Jack Black is still alive, but musicians are under siege from Twitter hackers
Famous bands and musicians of Twitter, lock your doors and bar your windows because there are hackers on the loose! Anyone whose Twitter bio says something like “Check out the new album on so-and-so records!” with a link to a merch store is in danger, especially if they skew toward the indie/alternative side of things and are reasonably famous. At this point, the biggest victims we’re aware of are Bon Iver, Tame Impala, Keith Richards, and Tenacious D, but there could be any number of obscure nobodies out there whose accounts have been hijacked—it’s just that people only really notice when it happens to someone famous.

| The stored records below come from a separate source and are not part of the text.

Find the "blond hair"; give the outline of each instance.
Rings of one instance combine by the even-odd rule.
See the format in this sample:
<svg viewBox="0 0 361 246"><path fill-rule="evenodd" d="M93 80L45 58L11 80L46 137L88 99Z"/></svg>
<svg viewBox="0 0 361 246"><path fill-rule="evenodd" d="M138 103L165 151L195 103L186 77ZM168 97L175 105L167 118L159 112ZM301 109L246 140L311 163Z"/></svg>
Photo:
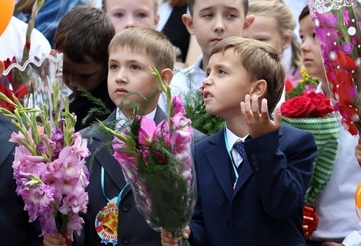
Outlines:
<svg viewBox="0 0 361 246"><path fill-rule="evenodd" d="M291 35L291 64L294 67L300 67L302 63L301 50L300 44L293 35L296 28L296 20L292 10L281 0L252 0L249 1L248 7L249 14L274 18L282 36Z"/></svg>
<svg viewBox="0 0 361 246"><path fill-rule="evenodd" d="M26 14L31 14L32 6L35 3L35 0L19 0L15 5L14 14L22 12Z"/></svg>
<svg viewBox="0 0 361 246"><path fill-rule="evenodd" d="M122 31L110 42L109 54L123 48L136 52L145 50L160 72L173 69L175 54L172 44L164 34L153 28L133 27Z"/></svg>
<svg viewBox="0 0 361 246"><path fill-rule="evenodd" d="M131 0L120 0L120 1L127 1ZM158 0L152 0L154 3L154 14L155 15L157 14L157 13L158 12ZM101 4L102 5L102 8L103 10L106 13L106 0L101 0Z"/></svg>
<svg viewBox="0 0 361 246"><path fill-rule="evenodd" d="M230 49L234 50L247 72L250 82L260 80L267 82L265 98L269 112L273 112L281 98L286 74L281 49L257 40L232 37L217 44L212 50L210 56L220 52L224 54Z"/></svg>

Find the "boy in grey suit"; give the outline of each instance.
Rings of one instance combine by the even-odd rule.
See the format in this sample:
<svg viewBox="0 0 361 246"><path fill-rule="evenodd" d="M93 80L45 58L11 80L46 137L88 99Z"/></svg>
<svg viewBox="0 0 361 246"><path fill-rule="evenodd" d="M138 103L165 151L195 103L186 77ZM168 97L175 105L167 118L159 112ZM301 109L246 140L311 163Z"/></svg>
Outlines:
<svg viewBox="0 0 361 246"><path fill-rule="evenodd" d="M122 100L125 104L139 103L145 111L145 117L153 119L156 124L166 119L166 115L157 106L160 89L146 107L145 101L137 95L125 98L130 92L139 92L146 98L152 94L158 87L158 82L151 73L151 67L155 67L160 72L164 82L170 82L175 55L171 43L165 36L152 29L126 29L114 37L109 45L109 52L108 90L113 102L117 105ZM123 124L121 119L130 115L131 110L126 108L121 111L117 109L105 121L105 124L116 121L118 122L116 128L121 127ZM84 130L84 137L89 137L87 133L93 133L94 130ZM88 147L92 152L109 140L108 136L101 132L90 134L92 141ZM194 142L205 137L194 130ZM89 203L84 216L84 230L81 237L77 238L76 245L100 246L104 245L103 243L108 245L160 245L160 233L151 228L138 211L130 188L125 187L126 183L120 166L112 155L105 149L98 152L87 187ZM101 219L99 211L107 206L108 202L118 196L121 200L118 206L117 223L104 223L98 226L97 220ZM46 237L44 245L62 245L64 239L56 238L58 236L56 234L52 237Z"/></svg>
<svg viewBox="0 0 361 246"><path fill-rule="evenodd" d="M15 143L9 141L13 132L18 131L11 120L0 114L0 245L6 246L42 245L40 225L37 220L29 223L25 204L15 190L16 182L12 167Z"/></svg>

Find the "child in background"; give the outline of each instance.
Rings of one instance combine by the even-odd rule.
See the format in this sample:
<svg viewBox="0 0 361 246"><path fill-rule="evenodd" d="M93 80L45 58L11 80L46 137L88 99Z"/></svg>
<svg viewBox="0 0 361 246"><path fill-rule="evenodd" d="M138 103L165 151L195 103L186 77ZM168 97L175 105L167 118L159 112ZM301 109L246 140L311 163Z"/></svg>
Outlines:
<svg viewBox="0 0 361 246"><path fill-rule="evenodd" d="M54 43L57 51L64 53L63 81L68 88L65 88L64 94L70 103L70 111L77 115L77 131L109 115L94 114L83 124L82 121L89 110L99 106L80 96L79 86L101 99L109 111L116 108L109 97L106 84L108 47L114 36L114 27L105 13L85 6L68 12L56 30ZM66 93L69 89L70 93Z"/></svg>
<svg viewBox="0 0 361 246"><path fill-rule="evenodd" d="M103 0L103 9L115 27L116 34L134 27L155 28L159 21L158 0Z"/></svg>
<svg viewBox="0 0 361 246"><path fill-rule="evenodd" d="M170 87L172 93L185 95L190 89L198 89L206 77L212 48L222 39L240 37L253 21L246 17L248 0L188 0L190 15L183 14L183 22L188 31L195 35L202 49L201 55L194 64L174 76ZM166 97L162 93L159 106L166 112Z"/></svg>
<svg viewBox="0 0 361 246"><path fill-rule="evenodd" d="M166 120L167 116L157 106L161 91L159 88L149 104L138 95L127 96L129 92L137 92L149 98L158 88L157 81L151 73L151 67L157 68L165 83L170 82L175 54L166 37L151 28L127 29L114 37L109 46L109 53L108 84L109 95L114 105L119 106L127 96L124 103L140 103L141 110L145 110L145 117L153 119L156 124ZM144 108L146 106L147 107ZM115 130L117 130L122 126L124 120L131 114L130 109L122 109L121 111L117 108L104 123L109 126L115 120L117 123ZM108 136L101 132L93 132L95 130L92 127L83 131L84 138L92 138L88 147L93 153L109 140ZM194 143L206 137L196 130L193 136ZM86 160L87 165L90 158ZM76 245L84 245L80 241L87 246L101 246L108 241L110 244L118 245L160 245L160 234L151 228L138 211L130 187L126 185L125 177L119 163L106 148L96 154L90 184L86 190L89 199L88 211L83 216L84 229L81 237L77 238ZM115 198L116 200L119 196L118 214L108 214L113 215L112 217L114 218L112 222L107 223L104 219L101 220L102 209L110 204L108 203L109 200ZM96 223L100 225L96 228ZM115 239L107 241L107 236ZM52 237L44 237L44 245L62 245L65 240L61 235L56 233Z"/></svg>
<svg viewBox="0 0 361 246"><path fill-rule="evenodd" d="M185 237L192 246L304 246L303 200L317 149L312 133L281 124L280 50L229 38L212 50L207 72L206 109L226 124L195 146L197 199ZM178 242L169 234L162 232L163 246Z"/></svg>
<svg viewBox="0 0 361 246"><path fill-rule="evenodd" d="M249 3L248 14L255 16L255 21L242 37L259 40L283 50L284 55L289 48L292 50L290 60L284 55L287 74L285 80L292 81L294 87L301 79L300 68L302 65L300 44L294 36L296 20L292 10L279 0L252 0ZM285 101L284 89L280 106Z"/></svg>
<svg viewBox="0 0 361 246"><path fill-rule="evenodd" d="M330 99L308 7L302 10L299 20L304 65L308 75L321 81L316 92L322 92ZM340 128L338 148L331 177L314 202L319 220L317 229L307 242L309 246L361 245L361 228L355 213L355 192L361 177L361 169L354 152L358 140L343 127Z"/></svg>

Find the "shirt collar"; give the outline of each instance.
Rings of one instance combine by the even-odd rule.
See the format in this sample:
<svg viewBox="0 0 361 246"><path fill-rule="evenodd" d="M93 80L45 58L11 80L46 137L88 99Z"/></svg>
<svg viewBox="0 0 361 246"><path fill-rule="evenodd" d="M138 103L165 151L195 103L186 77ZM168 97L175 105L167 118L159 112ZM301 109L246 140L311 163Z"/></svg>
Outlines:
<svg viewBox="0 0 361 246"><path fill-rule="evenodd" d="M240 141L244 142L246 138L249 135L249 134L247 134L244 137L238 137L231 132L226 126L226 133L227 134L227 139L228 140L228 146L230 147L231 149L236 143L238 143Z"/></svg>
<svg viewBox="0 0 361 246"><path fill-rule="evenodd" d="M155 109L152 111L145 115L145 117L152 120L154 119L154 117L156 115L156 113L157 112L157 107ZM129 119L125 116L122 111L119 109L119 108L117 108L117 112L116 114L116 119L117 120L117 125L116 127L116 130L118 130L123 126L125 124L129 122Z"/></svg>
<svg viewBox="0 0 361 246"><path fill-rule="evenodd" d="M193 68L199 68L202 69L202 62L203 61L203 54L201 55L198 58L198 59L197 59L196 62L194 63L194 65L193 65Z"/></svg>

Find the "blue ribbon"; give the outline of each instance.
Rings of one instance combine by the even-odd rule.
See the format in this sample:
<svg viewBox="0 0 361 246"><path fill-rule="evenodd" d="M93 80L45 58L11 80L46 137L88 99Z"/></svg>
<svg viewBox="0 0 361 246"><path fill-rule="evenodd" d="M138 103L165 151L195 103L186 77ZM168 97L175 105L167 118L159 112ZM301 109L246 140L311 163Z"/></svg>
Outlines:
<svg viewBox="0 0 361 246"><path fill-rule="evenodd" d="M104 167L103 167L103 166L101 167L101 191L103 192L103 195L104 195L104 197L105 197L105 198L106 199L106 200L108 200L108 202L110 202L111 200L110 199L108 199L108 198L106 197L106 196L105 195L105 193L104 191ZM129 185L129 181L128 181L127 182L127 183L125 184L125 185L124 186L124 187L123 187L123 188L122 189L122 190L120 191L120 193L119 193L119 195L118 196L118 199L117 200L117 203L116 204L116 205L117 207L118 206L118 205L119 205L119 203L120 203L120 201L122 199L122 194L123 194L123 191L124 191L124 190L125 189L125 188L126 188L126 187L128 186Z"/></svg>

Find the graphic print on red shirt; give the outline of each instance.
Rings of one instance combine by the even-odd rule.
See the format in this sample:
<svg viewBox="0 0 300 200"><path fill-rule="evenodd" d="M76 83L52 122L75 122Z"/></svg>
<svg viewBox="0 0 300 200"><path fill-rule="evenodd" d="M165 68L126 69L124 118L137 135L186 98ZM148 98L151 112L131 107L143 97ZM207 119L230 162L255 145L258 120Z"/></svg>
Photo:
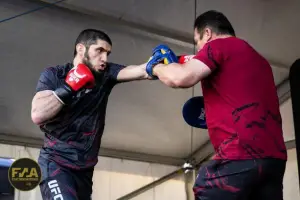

Word of most of these hacks comes from Pitchfork, which caught on to Tame Impala’s attack before the others. Apparently, the band’s Twitter account began posting links to (presumably) the hacker’s real social media accounts—which sounds like a great idea—before switching over to bomb threats, tweeting “I HAVE 15 C4’S IN MY BAG AND 12 PIPEBOMBS IN MY BAG ALSO” at the official JetBlue account. At some point after that, Bon Iver’s account got hit as well, with the hackers also plugging their own Twitter accounts before posting what Pitchfork calls “racial slurs” and “insensitive comments” about Muhammad Ali. Keith Richards’ account was also hacked, but we don’t know what bad stuff the hackers posted before the young person he employs to manage his profile regained control.
It’s unclear if those hacks were related or if their similarity is some weird coincidence, but the person who took over the Tenacious D account seems to have had a much more direct “prank” in mind. Early this morning, a hacker tweeted “It is with a heavy heart I am to announce that Jack Black passed away last night at 3:37am” from the official Tenacious D account, and then followed that up with “It’s just a prank bro.” Fans freaked out a little—according to The Huffington Post—but the band got the page back a few hours later and posted that Black is “ALIVE and WELL.”
Weirdly, most of the hackers who advertised themselves (or the accounts that were advertised, at least) haven’t been suspended yet, but that could be because CBS recently dumped the only squad of ace anti-hackers that could’ve protected our beloved rock/indie/folk/country icons from something like this. Where is James Van Der Beek’s Agent Elijah Mundo when the world needs him the most?